Por Laura Galvão Em Notícias Atualizada em 21 AGO 2019 - 11H12

Jovem atropelado por moto testemunha recuperação por intercessão de Nossa Senhora

Hoje a gente quer compartilhar com você essa história linda que recebemos do Fabrício Misturini, de Chapecó (SC), sobre como ele se recuperou de um acidente por meio da intercessão de Nossa Senhora.

missão Jesus no oeste
missão Jesus no oeste
Fabrício Misturini (segundo da esquerda pra direita) participando da Missão Jesus no Oeste na diocese de Chapecó (SC)


Em 13 de fevereiro de 2004, eu estava
voltando da Santa Missa do Santuário de Nossa Senhora de Fátima, em Fraiburgo (SC). Enquanto terminava de atravessar rodovia, já no acostamento, fui atropelado por um motoqueiro que, depois de me atingir, fugiu sem deixar qualquer rastro.
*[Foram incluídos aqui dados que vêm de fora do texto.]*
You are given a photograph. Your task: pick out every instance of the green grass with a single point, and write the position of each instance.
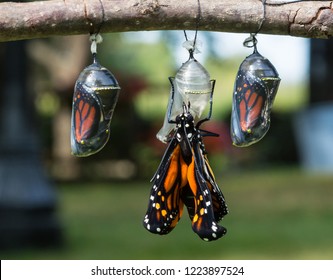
(274, 214)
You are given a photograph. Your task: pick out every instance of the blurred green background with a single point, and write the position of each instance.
(277, 211)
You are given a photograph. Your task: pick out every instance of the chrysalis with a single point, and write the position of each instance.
(95, 97)
(191, 84)
(255, 89)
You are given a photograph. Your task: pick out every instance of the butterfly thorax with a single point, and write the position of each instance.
(185, 135)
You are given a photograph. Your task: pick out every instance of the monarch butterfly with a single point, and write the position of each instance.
(191, 84)
(255, 89)
(95, 97)
(184, 177)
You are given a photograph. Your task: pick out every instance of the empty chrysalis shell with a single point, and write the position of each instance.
(96, 94)
(255, 89)
(192, 85)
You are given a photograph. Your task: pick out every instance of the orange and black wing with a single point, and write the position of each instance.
(165, 207)
(89, 131)
(204, 200)
(249, 119)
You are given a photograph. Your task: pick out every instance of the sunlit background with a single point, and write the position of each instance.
(279, 190)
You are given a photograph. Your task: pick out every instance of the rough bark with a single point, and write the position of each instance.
(312, 19)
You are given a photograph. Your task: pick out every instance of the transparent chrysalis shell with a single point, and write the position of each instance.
(255, 89)
(96, 94)
(192, 85)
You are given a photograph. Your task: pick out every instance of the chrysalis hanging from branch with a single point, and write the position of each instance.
(96, 94)
(255, 89)
(191, 84)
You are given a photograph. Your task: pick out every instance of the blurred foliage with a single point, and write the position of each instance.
(278, 213)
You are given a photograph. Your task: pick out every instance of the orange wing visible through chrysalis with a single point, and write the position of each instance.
(86, 117)
(250, 107)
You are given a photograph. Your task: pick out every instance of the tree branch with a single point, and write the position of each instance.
(311, 19)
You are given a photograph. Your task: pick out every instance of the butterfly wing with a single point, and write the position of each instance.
(89, 131)
(249, 116)
(164, 206)
(204, 200)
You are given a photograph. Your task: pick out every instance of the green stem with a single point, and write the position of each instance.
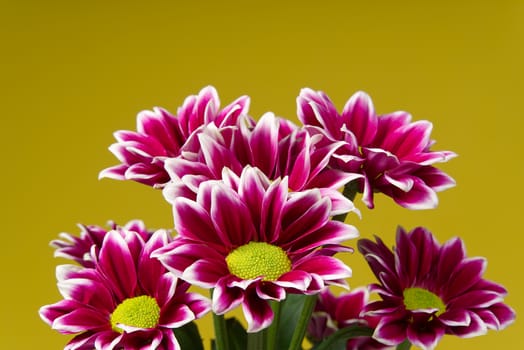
(303, 321)
(219, 323)
(350, 192)
(272, 331)
(405, 345)
(343, 334)
(256, 341)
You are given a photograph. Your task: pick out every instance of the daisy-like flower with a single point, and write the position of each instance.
(335, 312)
(253, 241)
(128, 300)
(429, 290)
(160, 135)
(274, 145)
(78, 248)
(391, 152)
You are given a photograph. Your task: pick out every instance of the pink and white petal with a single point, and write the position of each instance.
(118, 265)
(270, 291)
(388, 123)
(231, 217)
(273, 204)
(466, 274)
(504, 314)
(230, 114)
(198, 304)
(475, 328)
(264, 143)
(116, 172)
(427, 339)
(420, 197)
(169, 342)
(435, 178)
(475, 299)
(339, 203)
(87, 292)
(166, 288)
(312, 219)
(49, 313)
(175, 315)
(299, 280)
(80, 320)
(205, 273)
(328, 268)
(150, 269)
(452, 253)
(225, 298)
(391, 331)
(359, 117)
(415, 138)
(88, 340)
(333, 232)
(455, 317)
(194, 222)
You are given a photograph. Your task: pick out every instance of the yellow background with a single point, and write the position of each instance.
(74, 72)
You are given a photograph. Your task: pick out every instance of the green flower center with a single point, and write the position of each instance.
(419, 298)
(258, 259)
(139, 312)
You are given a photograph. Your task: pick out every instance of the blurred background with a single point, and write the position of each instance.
(74, 72)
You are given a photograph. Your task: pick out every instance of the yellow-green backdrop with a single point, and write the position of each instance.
(74, 72)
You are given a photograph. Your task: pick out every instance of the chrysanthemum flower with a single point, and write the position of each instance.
(253, 241)
(274, 145)
(78, 248)
(128, 300)
(392, 153)
(335, 312)
(429, 290)
(160, 135)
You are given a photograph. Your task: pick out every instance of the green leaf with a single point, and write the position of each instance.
(236, 333)
(189, 337)
(289, 315)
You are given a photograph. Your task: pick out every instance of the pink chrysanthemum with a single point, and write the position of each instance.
(78, 248)
(128, 300)
(391, 152)
(429, 290)
(160, 136)
(274, 145)
(335, 312)
(253, 241)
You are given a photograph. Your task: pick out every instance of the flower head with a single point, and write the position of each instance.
(253, 241)
(429, 290)
(391, 152)
(126, 301)
(274, 145)
(335, 312)
(78, 248)
(160, 136)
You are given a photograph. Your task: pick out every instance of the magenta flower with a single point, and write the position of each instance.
(128, 300)
(274, 145)
(392, 153)
(160, 136)
(429, 290)
(335, 312)
(79, 248)
(253, 241)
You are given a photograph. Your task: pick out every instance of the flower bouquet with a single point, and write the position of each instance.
(259, 212)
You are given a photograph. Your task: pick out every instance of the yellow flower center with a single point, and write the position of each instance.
(257, 259)
(140, 312)
(419, 298)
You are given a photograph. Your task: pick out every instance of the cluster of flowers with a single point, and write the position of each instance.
(259, 210)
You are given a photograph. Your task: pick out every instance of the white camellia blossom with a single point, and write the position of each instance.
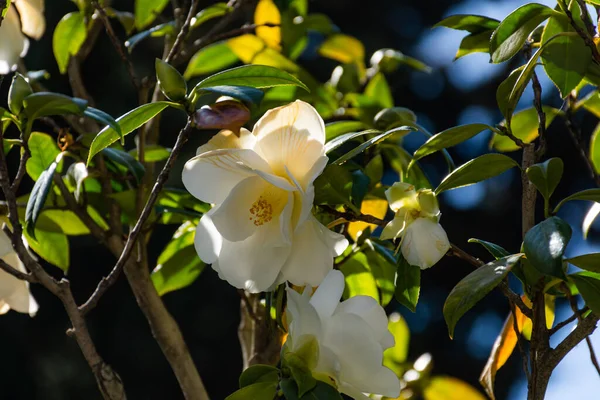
(424, 241)
(14, 293)
(351, 336)
(13, 43)
(261, 231)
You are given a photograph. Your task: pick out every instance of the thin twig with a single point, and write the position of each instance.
(108, 281)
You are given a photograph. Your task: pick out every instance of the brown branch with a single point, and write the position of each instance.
(117, 44)
(107, 282)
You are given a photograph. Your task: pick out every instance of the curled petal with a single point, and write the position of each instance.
(425, 243)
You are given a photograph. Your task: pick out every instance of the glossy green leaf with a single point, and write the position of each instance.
(338, 128)
(448, 138)
(474, 287)
(589, 195)
(474, 43)
(167, 28)
(257, 391)
(408, 284)
(476, 170)
(51, 246)
(589, 288)
(524, 125)
(146, 11)
(126, 160)
(379, 91)
(257, 76)
(170, 81)
(469, 23)
(546, 176)
(589, 262)
(38, 196)
(566, 59)
(258, 373)
(371, 142)
(128, 123)
(19, 89)
(44, 151)
(545, 244)
(69, 35)
(210, 59)
(495, 250)
(214, 11)
(510, 35)
(178, 265)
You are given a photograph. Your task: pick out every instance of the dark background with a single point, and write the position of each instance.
(40, 362)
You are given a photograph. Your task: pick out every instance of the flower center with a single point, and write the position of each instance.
(261, 212)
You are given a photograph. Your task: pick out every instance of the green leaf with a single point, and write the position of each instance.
(338, 128)
(589, 262)
(19, 89)
(589, 288)
(69, 35)
(128, 123)
(495, 250)
(257, 76)
(510, 35)
(210, 59)
(476, 170)
(258, 373)
(51, 246)
(371, 142)
(474, 43)
(257, 391)
(359, 277)
(42, 104)
(339, 140)
(178, 265)
(44, 151)
(588, 194)
(146, 11)
(474, 287)
(567, 58)
(167, 28)
(448, 138)
(214, 11)
(545, 244)
(38, 196)
(546, 176)
(170, 81)
(469, 23)
(524, 126)
(124, 159)
(104, 118)
(379, 91)
(408, 284)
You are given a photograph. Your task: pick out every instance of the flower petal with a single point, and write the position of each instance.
(14, 44)
(252, 203)
(313, 249)
(212, 175)
(373, 314)
(33, 23)
(425, 243)
(254, 263)
(327, 296)
(291, 136)
(207, 240)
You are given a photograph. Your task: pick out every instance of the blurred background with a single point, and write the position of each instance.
(41, 362)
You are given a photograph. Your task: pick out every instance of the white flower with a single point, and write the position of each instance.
(424, 241)
(351, 337)
(261, 231)
(14, 293)
(13, 43)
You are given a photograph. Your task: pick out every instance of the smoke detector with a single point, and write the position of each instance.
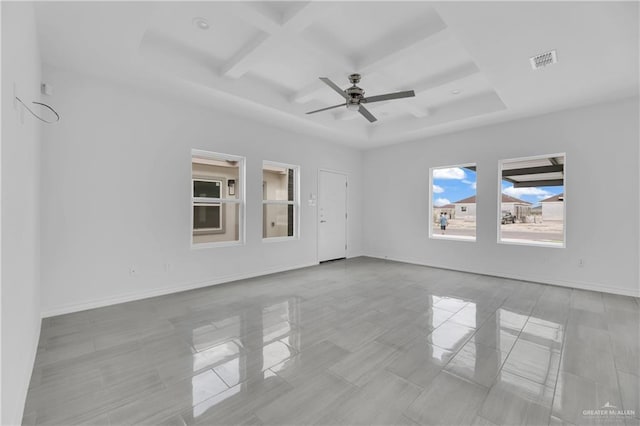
(543, 59)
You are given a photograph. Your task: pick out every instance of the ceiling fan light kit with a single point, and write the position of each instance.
(354, 97)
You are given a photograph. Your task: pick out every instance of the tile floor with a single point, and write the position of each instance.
(361, 341)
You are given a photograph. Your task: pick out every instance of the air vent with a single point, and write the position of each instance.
(543, 59)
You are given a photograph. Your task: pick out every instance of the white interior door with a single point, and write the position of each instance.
(332, 215)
Com a queda, eu fraturei a fíbula e a tíbia (ossos que ligam a perna ao tornozelo) da perna direita.

Eu estava bem próximo ao hospital e, por isso, logo fui socorrido e levado pra lá imediatamente. Passei cinco dias internado, até que tivesse condições de ser engessado. Dois meses e meio depois, quando retirei o gesso, meu joelho estava atrofiado e minha perna não dobrava. Passei 21 dias de cama, com muita dor. Nesse tempo, rezava muito com minha família e minha comunidade.

Chegando o mês de maio, era época da Romaria de Nossa Senhora de Fátima, na qual nunca havia faltado antes, mas minha perna continuava imóvel. E exatamente na sexta-feira, antes do domingo da Romaria, minha perna milagrosamente começou a dobrar aos poucos e, com a ajuda de muletas, eu pude participar do evento.
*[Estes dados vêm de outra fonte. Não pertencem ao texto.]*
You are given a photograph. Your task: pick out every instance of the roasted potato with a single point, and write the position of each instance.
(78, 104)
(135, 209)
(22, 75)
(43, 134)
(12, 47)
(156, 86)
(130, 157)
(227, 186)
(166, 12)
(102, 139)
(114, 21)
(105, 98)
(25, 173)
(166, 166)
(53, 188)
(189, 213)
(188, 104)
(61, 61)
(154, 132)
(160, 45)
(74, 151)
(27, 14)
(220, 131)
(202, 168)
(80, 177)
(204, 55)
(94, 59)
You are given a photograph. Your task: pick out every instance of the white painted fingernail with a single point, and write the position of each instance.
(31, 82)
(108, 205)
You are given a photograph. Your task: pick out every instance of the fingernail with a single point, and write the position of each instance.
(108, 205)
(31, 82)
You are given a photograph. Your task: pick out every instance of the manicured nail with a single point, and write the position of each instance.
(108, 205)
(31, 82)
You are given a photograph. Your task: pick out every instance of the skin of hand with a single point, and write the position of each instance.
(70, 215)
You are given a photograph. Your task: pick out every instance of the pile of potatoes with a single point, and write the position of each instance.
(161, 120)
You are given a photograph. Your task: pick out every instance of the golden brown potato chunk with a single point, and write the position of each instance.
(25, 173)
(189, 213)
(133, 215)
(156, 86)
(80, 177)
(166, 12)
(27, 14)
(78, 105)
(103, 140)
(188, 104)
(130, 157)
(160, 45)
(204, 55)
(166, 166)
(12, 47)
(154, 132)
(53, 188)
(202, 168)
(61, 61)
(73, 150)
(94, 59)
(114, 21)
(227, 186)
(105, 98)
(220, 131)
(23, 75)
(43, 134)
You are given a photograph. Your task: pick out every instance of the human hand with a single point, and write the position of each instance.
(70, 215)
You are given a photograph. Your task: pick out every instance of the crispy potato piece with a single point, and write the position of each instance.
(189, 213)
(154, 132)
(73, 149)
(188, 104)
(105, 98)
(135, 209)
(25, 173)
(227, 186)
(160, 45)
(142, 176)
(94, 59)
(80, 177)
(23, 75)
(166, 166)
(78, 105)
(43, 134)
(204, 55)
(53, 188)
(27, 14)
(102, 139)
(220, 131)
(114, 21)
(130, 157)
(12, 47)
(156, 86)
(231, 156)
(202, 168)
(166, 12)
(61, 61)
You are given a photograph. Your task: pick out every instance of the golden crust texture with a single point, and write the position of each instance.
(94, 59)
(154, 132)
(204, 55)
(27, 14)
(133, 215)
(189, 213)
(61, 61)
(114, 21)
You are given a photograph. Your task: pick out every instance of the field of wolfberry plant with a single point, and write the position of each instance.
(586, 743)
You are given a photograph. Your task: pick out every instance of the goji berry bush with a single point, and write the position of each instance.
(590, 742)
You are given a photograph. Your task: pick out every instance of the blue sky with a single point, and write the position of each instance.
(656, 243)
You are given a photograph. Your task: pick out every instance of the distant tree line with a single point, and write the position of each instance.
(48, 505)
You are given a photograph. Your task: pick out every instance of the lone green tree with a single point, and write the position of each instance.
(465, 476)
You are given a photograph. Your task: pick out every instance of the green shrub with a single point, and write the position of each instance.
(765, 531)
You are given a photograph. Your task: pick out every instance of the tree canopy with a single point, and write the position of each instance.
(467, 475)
Fiquei nessa condição até o mês de setembro, em que já se aproximava outra romaria, agora a de Nossa Senhora Aparecida. Justamente, próximo à data da romaria, comecei a caminhar com uma bengala e fui melhorando, até que voltei a caminhar.
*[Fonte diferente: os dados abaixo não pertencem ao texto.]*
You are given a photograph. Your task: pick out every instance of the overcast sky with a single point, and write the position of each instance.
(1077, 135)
Ainda assim, eu ainda estava refém do aparelho ortopédico (usei até 2016). Minha perna já estava em mau estado, cheia de feridas. Aí, no dia da Divina Misericórdia, eu pedi muito a minha cura. Passados alguns dias, aquelas feridas estouraram e toda a infecção, que já estava virando necrose, saiu. Depois disso, foi cicatrizando e eu comecei a caminhar sem o aparelho ortopédico, e assim continuo até hoje.

Nesse período, eu também recebi outra graça. Comecei a ter crises convulsivas. Tive uma vez na rua, na igreja e também na escola. Faço o acompanhamento médico e sigo tomando os remédios direitinho. Mas graças a Deus e a Nossa Senhora, desde 2011, nunca mais tive convulsões. Estes foram dois dos vários momentos em que Nossa Senhora e nosso bom Deus me livraram das sombras da morte.